Future Software Solariums will continue to explore the need for integration of ARCYBER with the software enterprise. The 2016 Cyber ElectroMagnetic Activities (CEMA) conference, held in October 2016 on the C4ISR campus at APG, gathered the leaders of the cyber community from the Army, other federal services, industry, academia, and coalition partners from the United Kingdom, Canada and Australia. Co-hosted by the International Association of Old Crows and Maj. Gen. Kirk Vollmecke's team at PEO IEW&S, the four-day CEMA conference focused on achieving overmatch through the convergence of cyber, signal, electronic warfare, intelligence and space capabilities.

Maj. Gen. Bruce Crawford, CECOM commanding general, charged attendees to integrate developing technologies to current hardware, and get capabilities to the Soldier in the field.

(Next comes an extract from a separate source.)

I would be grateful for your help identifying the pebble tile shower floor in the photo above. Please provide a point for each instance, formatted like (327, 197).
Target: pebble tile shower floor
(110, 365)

"What investments do we need to make to address the new strategic realities of the future?" Crawford asked. "The Army does not fight alone. It is connected to provide capabilities to Combatant Commands. My biggest concern rests with the potential for missed opportunities to get this right for the Soldiers."

Internally, CECOM professionals who help provide tools that develop, defend and sustain Army networks range from the headquarters at APG to the Cyber Center of Excellence at Fort Gordon, Georgia, and the U.S. Army Information Systems Command at Fort Huachuca, Arizona. While CERDEC develops future cyber capabilities, CECOM ensures systems remain mission ready, defensible and protected after they are fielded, said Terry Kalka, team lead for the CECOM Cyber Sustainment Integration Cell.

"The cyber battle of the future will require an automated, responsive defense, much like the stock exchange is now mostly automated and moves at faster-than-human speed," said Kalka. "We will need to research and develop self-healing, self-defending networks and systems to keep up with, and ahead of, potential threats."

CERDEC operates a key part of APG's unique laboratory capabilities, networked together to support cyber offensive and defensive development efforts. The center uses its facilities to develop large-scale network visualization; conduct modeling, simulation and emulation; ensure compliance and accreditation; perform supercomputing; and develop tools for information assurance.

"With cyber, it is a lot harder to pin down the threat," said John Willison, director of the Space Terrestrial Communications Directorate at CERDEC. "We have different categories of threats; the insider threat is one category we're worried about. Cyber attacks are obviously another. Depending on which category of threat we're worried about and depending on where we're operating, we look at different technologies or employ different tools to help the network operators and network defenders within that space."

Those cyber-related threats will continue to be addressed by the C4ISR community in many ways, with events like the first cyber blitz held by CERDEC in 2015. The cyber blitz allowed Soldiers from the 25th Infantry Division in Hawaii and the 7th Signal Command Cyber Protection Brigade from Fort Gordon to spend two weeks proofing new operations concepts in a realistic training scenario similar to what they would see at a National Training Center. These activities, and the work CECOM contributes toward the DOD National Cyber Range for training in field cyber operations, show the distinct alignment of cyber and operational readiness, and the path to future dominance of the cyber battlefield.